Naomi Fontaine est une Innue née en 1987 dans la réserve d’Uashat. On ne parle pas d’apartheid au Canada, mais il existe bel et bien. On confine les autochtones dans des villages amérindiens qui forment la « réserve » de ceux qui ont vécu avant l’arrivée des blancs. Pour leur dorer la pilule, les bons samaritains gouvernementaux les exemptent de payer les taxes en vigueur au pays. C’est le prix de consolation pour un peuple que l’on a tenté en vain de décimer.

L’auteure se penche sur les habitants de son village. Elle ne s’apitoie pas sur leur sort. Elle se contente de décrire, entre autres, leurs maisons par le menu détail : «Tout tient en une pièce [...] Le coin droit sert de cuisine. La lumière du jour entre par la fenêtre devant la table. Les quelques armoires du haut, grossièrement fabriquées avec des retailles de planches, contiennent du sucre, du café, du lait, de la confiture, de la mélasse, du lait Carnation, des tasses dépareillées...» Ceux qui y vivent mènent l’existence de l’immédiateté dans un désert de neige entouré de conifères pendant de longs mois. Entre une caisse de 24 (bière) et la queue frémissante du saumon, la population se laisse vivre, partagée entre l’esprit des ancêtres et les temps modernes. La transition n’est pas aisée. On comble les vides avec de la dope et du sexe. Les jeunes femmes peuvent enfanter à quinze ans alors que les hommes fuient pour chasser le caribou (renne) ou pêcher le saumon.

Ce roman, qui n’en est pas un, ne se cantonne pas chez les âmes anciennes. C’est composé de tableaux, dont celui de l’héroïne qui vacille entre les possibles. Mais elle est capable de démêler l’écheveau culturel avec lequel elle a été tricotée. Sa voix n’empruntera pas celle des lieux communs qui l’isoleraient dans des communautés asservies par les lois paternalistes de nos gouvernements (fédéral et provincial). Face au monde qui l’entoure, elle veut se donner une parole de vie pour cesser de mourir à petits feux, voire même de courir après la mort pour mettre fin au dilemme de la place des nations de souche au sein d’un pays constitué de migrants qui ont usurpé leur terre et qui ont imposé leur culture.

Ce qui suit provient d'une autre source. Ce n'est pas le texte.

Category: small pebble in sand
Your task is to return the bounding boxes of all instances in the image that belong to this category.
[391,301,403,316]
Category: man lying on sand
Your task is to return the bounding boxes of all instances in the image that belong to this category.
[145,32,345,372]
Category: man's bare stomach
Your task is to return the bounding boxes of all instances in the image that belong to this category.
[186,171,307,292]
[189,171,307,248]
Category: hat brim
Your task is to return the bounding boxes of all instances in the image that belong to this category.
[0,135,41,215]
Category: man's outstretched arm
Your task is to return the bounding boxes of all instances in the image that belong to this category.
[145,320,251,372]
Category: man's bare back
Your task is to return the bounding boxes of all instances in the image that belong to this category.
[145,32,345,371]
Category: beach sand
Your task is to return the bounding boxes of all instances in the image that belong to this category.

L’auteure restitue le malaise identitaire des autochtones qui regardent vers demain. De quoi sera-t-il fait ? Elle leur souhaite un monde nouveau où les siens pourront s’affirmer. Elle ne condamne personne. En somme, Naomi Fontaine invite tous et chacun à s’aligner sur l’avenir. C’est nouveau en littérature québécoise.

C’est une œuvre lyrique chantée par une chorale amérindienne. La voie s’élève avec force et justesse. Chacun exécute sa partition, mais on ne sait pas toujours qui chante. Si la musique est mélodieuse, il n’en reste pas moins que certains accords sont plutôt mal liés à l’ensemble de l’œuvre.